Algunas ciudades nos conquistan para siempre y esta es una de ellas. Se trata de Ronda, a la que conozco muy bien porque tuve la suerte de pasar en ella quince días, cuando tenía quince años, y fui allí de monitora a un campamento de chicas. Fueron días espléndidos, a la sombra del Hogar Santa Teresa, con vistas al Tajo, con compañeras que eran una delicia, gente guapa y marchosa, y también con niñas musulmanas que me intentaron enseñar a bailar la danza del vientre. Con una de ellas, Malika, me estuve escribiendo mucho tiempo, pero perdí su dirección y me cambié de casa, de modo que perdimos el contacto. Cómo será ahora, cómo estará, por dónde andará. 

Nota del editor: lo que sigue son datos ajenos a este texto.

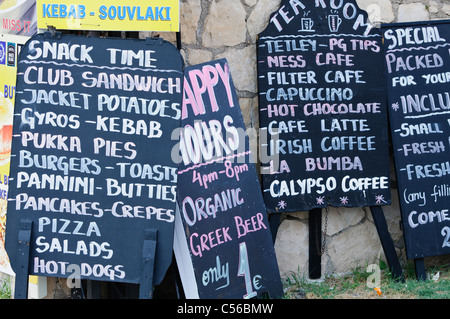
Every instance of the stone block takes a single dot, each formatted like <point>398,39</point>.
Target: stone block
<point>225,24</point>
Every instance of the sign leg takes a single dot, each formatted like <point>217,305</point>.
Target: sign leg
<point>24,237</point>
<point>274,223</point>
<point>315,243</point>
<point>421,274</point>
<point>386,242</point>
<point>148,264</point>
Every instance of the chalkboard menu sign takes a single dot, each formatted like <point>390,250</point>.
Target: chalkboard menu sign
<point>417,60</point>
<point>322,106</point>
<point>225,227</point>
<point>91,165</point>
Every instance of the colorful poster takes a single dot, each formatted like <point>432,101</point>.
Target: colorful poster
<point>225,226</point>
<point>18,17</point>
<point>10,46</point>
<point>132,15</point>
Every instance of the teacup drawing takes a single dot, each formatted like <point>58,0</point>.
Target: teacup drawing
<point>334,22</point>
<point>307,24</point>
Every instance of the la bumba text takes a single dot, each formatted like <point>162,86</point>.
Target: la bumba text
<point>78,11</point>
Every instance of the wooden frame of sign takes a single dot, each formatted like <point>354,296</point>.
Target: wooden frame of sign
<point>88,198</point>
<point>417,60</point>
<point>323,116</point>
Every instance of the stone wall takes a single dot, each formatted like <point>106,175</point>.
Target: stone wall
<point>213,29</point>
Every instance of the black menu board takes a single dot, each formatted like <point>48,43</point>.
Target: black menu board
<point>224,222</point>
<point>91,164</point>
<point>417,59</point>
<point>322,106</point>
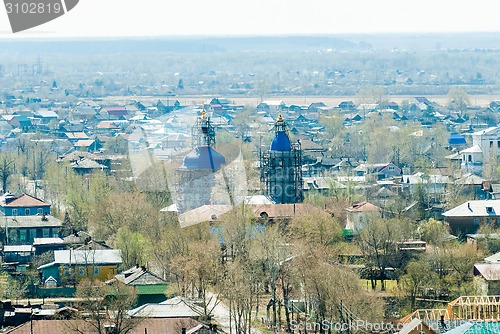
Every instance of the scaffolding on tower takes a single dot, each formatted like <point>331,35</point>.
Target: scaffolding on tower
<point>281,167</point>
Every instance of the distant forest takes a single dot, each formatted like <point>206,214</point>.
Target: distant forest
<point>258,66</point>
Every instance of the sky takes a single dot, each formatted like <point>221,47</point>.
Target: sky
<point>123,18</point>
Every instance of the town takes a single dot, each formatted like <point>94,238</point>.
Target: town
<point>170,211</point>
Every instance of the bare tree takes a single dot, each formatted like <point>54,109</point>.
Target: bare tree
<point>103,308</point>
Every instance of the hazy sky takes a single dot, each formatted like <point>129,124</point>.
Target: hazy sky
<point>117,18</point>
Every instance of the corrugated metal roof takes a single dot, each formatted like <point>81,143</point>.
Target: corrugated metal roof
<point>94,256</point>
<point>480,208</point>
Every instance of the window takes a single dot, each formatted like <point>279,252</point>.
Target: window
<point>32,235</point>
<point>22,235</point>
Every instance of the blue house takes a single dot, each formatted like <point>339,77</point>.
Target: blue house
<point>25,218</point>
<point>23,205</point>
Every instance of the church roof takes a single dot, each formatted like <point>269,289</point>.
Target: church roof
<point>281,142</point>
<point>203,157</point>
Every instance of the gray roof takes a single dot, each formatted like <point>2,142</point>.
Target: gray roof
<point>17,248</point>
<point>495,258</point>
<point>176,307</point>
<point>85,257</point>
<point>47,241</point>
<point>490,271</point>
<point>138,276</point>
<point>29,221</point>
<point>475,209</point>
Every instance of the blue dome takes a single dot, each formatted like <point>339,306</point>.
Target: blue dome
<point>281,142</point>
<point>203,157</point>
<point>456,139</point>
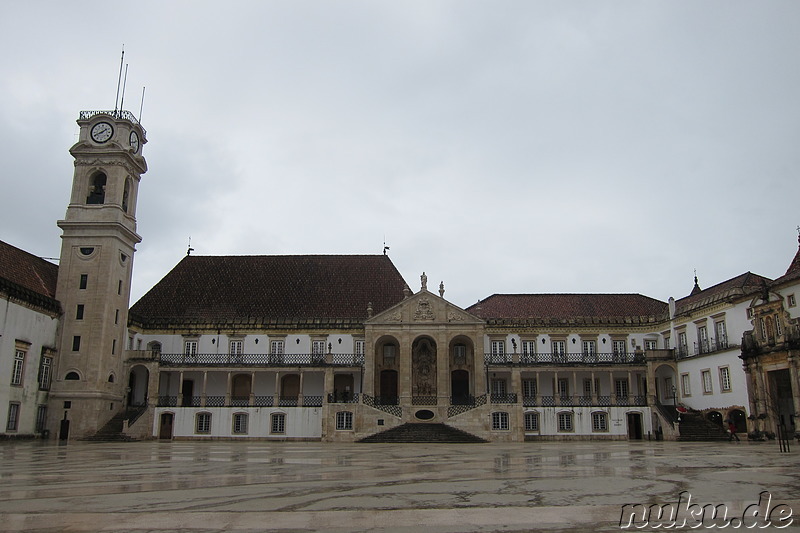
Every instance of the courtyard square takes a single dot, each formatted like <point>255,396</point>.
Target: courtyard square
<point>307,486</point>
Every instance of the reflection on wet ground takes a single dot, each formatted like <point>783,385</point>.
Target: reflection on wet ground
<point>268,486</point>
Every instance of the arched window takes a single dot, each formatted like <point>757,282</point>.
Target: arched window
<point>97,189</point>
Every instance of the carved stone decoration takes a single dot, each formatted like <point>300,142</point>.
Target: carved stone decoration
<point>423,368</point>
<point>397,316</point>
<point>452,316</point>
<point>424,311</point>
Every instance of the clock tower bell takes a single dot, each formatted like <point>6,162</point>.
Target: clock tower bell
<point>94,275</point>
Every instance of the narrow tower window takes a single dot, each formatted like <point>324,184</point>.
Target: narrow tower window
<point>97,189</point>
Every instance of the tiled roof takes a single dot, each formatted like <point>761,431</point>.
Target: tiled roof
<point>740,286</point>
<point>271,290</point>
<point>28,277</point>
<point>577,308</point>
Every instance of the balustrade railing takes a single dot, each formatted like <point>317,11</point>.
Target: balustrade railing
<point>564,358</point>
<point>251,359</point>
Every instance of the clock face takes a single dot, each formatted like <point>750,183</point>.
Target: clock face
<point>135,141</point>
<point>101,132</point>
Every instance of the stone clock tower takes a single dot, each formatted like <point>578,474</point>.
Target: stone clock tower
<point>94,275</point>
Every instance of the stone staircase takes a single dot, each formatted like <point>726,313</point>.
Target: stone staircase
<point>112,430</point>
<point>695,427</point>
<point>429,433</point>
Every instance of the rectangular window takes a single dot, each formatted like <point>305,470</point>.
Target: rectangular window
<point>707,387</point>
<point>599,422</point>
<point>725,379</point>
<point>41,418</point>
<point>685,387</point>
<point>203,423</point>
<point>529,388</point>
<point>240,423</point>
<point>19,366</point>
<point>498,347</point>
<point>45,371</point>
<point>559,347</point>
<point>531,421</point>
<point>528,347</point>
<point>565,421</point>
<point>278,424</point>
<point>618,347</point>
<point>621,388</point>
<point>500,421</point>
<point>13,417</point>
<point>344,420</point>
<point>190,348</point>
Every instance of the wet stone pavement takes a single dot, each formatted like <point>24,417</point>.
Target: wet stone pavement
<point>270,486</point>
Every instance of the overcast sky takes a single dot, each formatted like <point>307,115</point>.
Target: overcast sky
<point>502,147</point>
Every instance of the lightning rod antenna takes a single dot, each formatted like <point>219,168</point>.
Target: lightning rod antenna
<point>119,78</point>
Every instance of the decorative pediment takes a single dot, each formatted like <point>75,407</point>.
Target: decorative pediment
<point>424,307</point>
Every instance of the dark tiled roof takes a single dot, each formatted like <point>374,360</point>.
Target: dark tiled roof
<point>793,272</point>
<point>271,290</point>
<point>570,308</point>
<point>28,277</point>
<point>741,286</point>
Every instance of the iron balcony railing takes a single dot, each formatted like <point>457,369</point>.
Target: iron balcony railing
<point>264,360</point>
<point>565,358</point>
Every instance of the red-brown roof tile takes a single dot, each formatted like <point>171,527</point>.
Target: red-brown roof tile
<point>297,289</point>
<point>28,277</point>
<point>585,308</point>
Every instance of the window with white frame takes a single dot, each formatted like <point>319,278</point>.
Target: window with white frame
<point>599,421</point>
<point>359,347</point>
<point>498,347</point>
<point>528,347</point>
<point>531,421</point>
<point>278,423</point>
<point>621,388</point>
<point>45,372</point>
<point>618,347</point>
<point>686,389</point>
<point>190,347</point>
<point>203,423</point>
<point>707,386</point>
<point>236,347</point>
<point>240,423</point>
<point>565,421</point>
<point>344,420</point>
<point>725,378</point>
<point>18,368</point>
<point>559,347</point>
<point>500,421</point>
<point>13,416</point>
<point>529,388</point>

Los días y las noches en aquel sitio eran espectaculares. Recorríamos la ciudad entera, era agosto y hacía calor, pero nos pegábamos a las paredes de piedra para absorber el fresco. Lo conocíamos todo, lo visitamos todo, el parque, las iglesias, las calles, las obras de arte, todo lo que se puede conocer y amar. Era un sueño hecho realidad, uno más en mis ansias de salir al mundo. Perico, y su camión gigantesco de pescado, me llevó y me recogió, allí cerca de los baños árabes, y todo se convirtió en una mágica salida, en una aventura sin igual. Después de eso he vuelto a Ronda siempre que he podido, aunque no tanto como quisiera. Y esta foto es también de allí. Yo iba con mi pareja de entonces, alguien a quien apenas recuerdo por lo poco que significó y el daño que hizo, pero, como ya no quedan rencores, solo recuerdo lo agradable que era pasear vestida de hombre, con ese aire entre provocativo e inocente.